Dari gambar dapat dilihat bahwa derivative time yang terbaik adalah pada DT
= 3 sekon. Dimana amplitude osilasi kecil dan tanggapan respon yang cepat
dibandingkan PI. hal ini dapat dilihat pada pemberian gangguan 40% responnya lebih
cepat dan dilihat pula pada gangguan selalu mendekati set point. Artinya pada
gangguan 40% bisa saja dapat mengurangi offset.

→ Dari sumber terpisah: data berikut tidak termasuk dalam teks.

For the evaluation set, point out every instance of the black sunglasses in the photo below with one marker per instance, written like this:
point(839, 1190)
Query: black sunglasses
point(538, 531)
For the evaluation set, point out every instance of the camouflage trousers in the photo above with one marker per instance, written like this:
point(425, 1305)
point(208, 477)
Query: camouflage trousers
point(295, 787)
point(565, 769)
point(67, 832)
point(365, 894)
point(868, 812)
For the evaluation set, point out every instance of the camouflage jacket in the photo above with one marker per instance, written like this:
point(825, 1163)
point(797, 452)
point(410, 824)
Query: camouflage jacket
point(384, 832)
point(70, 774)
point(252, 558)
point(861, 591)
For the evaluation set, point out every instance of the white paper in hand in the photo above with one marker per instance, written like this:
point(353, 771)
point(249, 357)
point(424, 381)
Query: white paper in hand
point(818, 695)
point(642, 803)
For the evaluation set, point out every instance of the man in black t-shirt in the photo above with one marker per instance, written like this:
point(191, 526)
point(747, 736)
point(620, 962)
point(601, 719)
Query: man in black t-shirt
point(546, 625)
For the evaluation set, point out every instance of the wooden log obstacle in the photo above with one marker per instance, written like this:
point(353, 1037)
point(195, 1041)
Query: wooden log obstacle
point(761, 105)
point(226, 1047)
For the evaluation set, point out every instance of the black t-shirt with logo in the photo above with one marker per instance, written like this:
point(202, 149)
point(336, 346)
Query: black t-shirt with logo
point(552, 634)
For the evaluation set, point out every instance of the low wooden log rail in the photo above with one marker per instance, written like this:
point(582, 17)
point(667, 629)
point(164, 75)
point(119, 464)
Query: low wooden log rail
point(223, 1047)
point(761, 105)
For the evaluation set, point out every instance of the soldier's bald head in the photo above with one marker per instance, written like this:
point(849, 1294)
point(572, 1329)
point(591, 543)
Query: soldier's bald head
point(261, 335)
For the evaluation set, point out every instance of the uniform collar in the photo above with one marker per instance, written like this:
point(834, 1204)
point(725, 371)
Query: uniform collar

Namun demikian pada gangguan 60%, 80% dan 100% tidak mendekati set
point sedikitpun. Artinya pada gangguan diatas 40% usaha untuk menghilangkan
offset atau untuk mencapai set point susah untuk dikendalikan. Overshoot semakin
besar dengan semakin besarnya gangguan yang diberikan. Osilasi yang terjadi pada
tiap-tiap integral semakin berkurang dengan penambahan derivative time. Untuk
memperkecil osilasi maka sebaiknya nilai PB perlu ditingkatkan. Untuk DT optimal
yang didapatkan dari optimasi adalah I = 3 s
Dominika Sari Hutapea
Dari semua pengendali-pengendali yang telah disebutkan diatas, memiliki
pengendalian kelebihan dan kekurangan tertentu. Pada P-Controller, dengan
Proposional Band yang besar maka dapat dipeeroleh respon yang stabil, akan tetapi
menimbulkan offset yang cukup besar. Kekurangannya dapat ditutupi dengan
mengggunakan PI-Controller, integral time digunakan untuk menurunkan bahkan
menghilangkan offset. Akan tetapi, dengan integral time yang besar maka respon
yang dihasilkan bersosilasi sehingga waktu yang dibutuhkan untuk mencapai
kestabilan sangat lambat. Kekurangan ini dapat diatasi dengan menggunakan PID
Controller, derivative time yang digunakan berfungsi untuk mempercepat respon dan
memperkecil overshoot. Walaupun hanya memiliki perbedaan kecepatan respon yang
sangat kecil, peningkatan derivative time dapat mempercepat respon untuk stabil.
Desrawati Saranga
Dari grafik dapat dilihat bahwa derivative time yang terbaik adalah pada DT =
3 sekon. Dimana amplitude osilasi kecil dan tanggapan respon yang cepat
dibandingkan PI. hal ini dapat dilihat pada pemberian gangguan 40% responnya lebih
cepat dan dilihat pula pada gangguan selalu mendekati set point. Namun demikian
pada gangguan 60%, 80% dan 100% tidak mendekati set point sedikitpun. Artinya
pada gangguan diatas 40% usaha untuk menghilangkan offset atau untuk mencapai
set point susah untuk dikendalikan. Overshoot semakin besar dengan semakin
besarnya gangguan yang diberikan. Osilasi yang terjadi pada tiap-tiap integral
semakin berkurang dengan penambahan derivative time.
Ferniyanti
?
5. 7 Kesimpulan
a. Variasi Integral Time
Aksi Integral yang sesuai yaitu pada Ti= 8 detik
Semakin besar integral time, offset dari setiap gangguan mengalami
penurunan
Semakin besar gangguan semakin besar overshoot
Gangguan pompa B lebih dari 40 % tidak dapat mendekati set point
sehingga tidak akan menghilangkan offset
Respon masukan yang dihasilkan sangat lambat
b. Variasi Derivatif Time
PID memiliki tanggapan respon yang cepat
PID memiliki amplitude osilsi kecil (lebih stabil)
Ganggauan pompa Blebih dari 40% tidak dapat mencapai set point.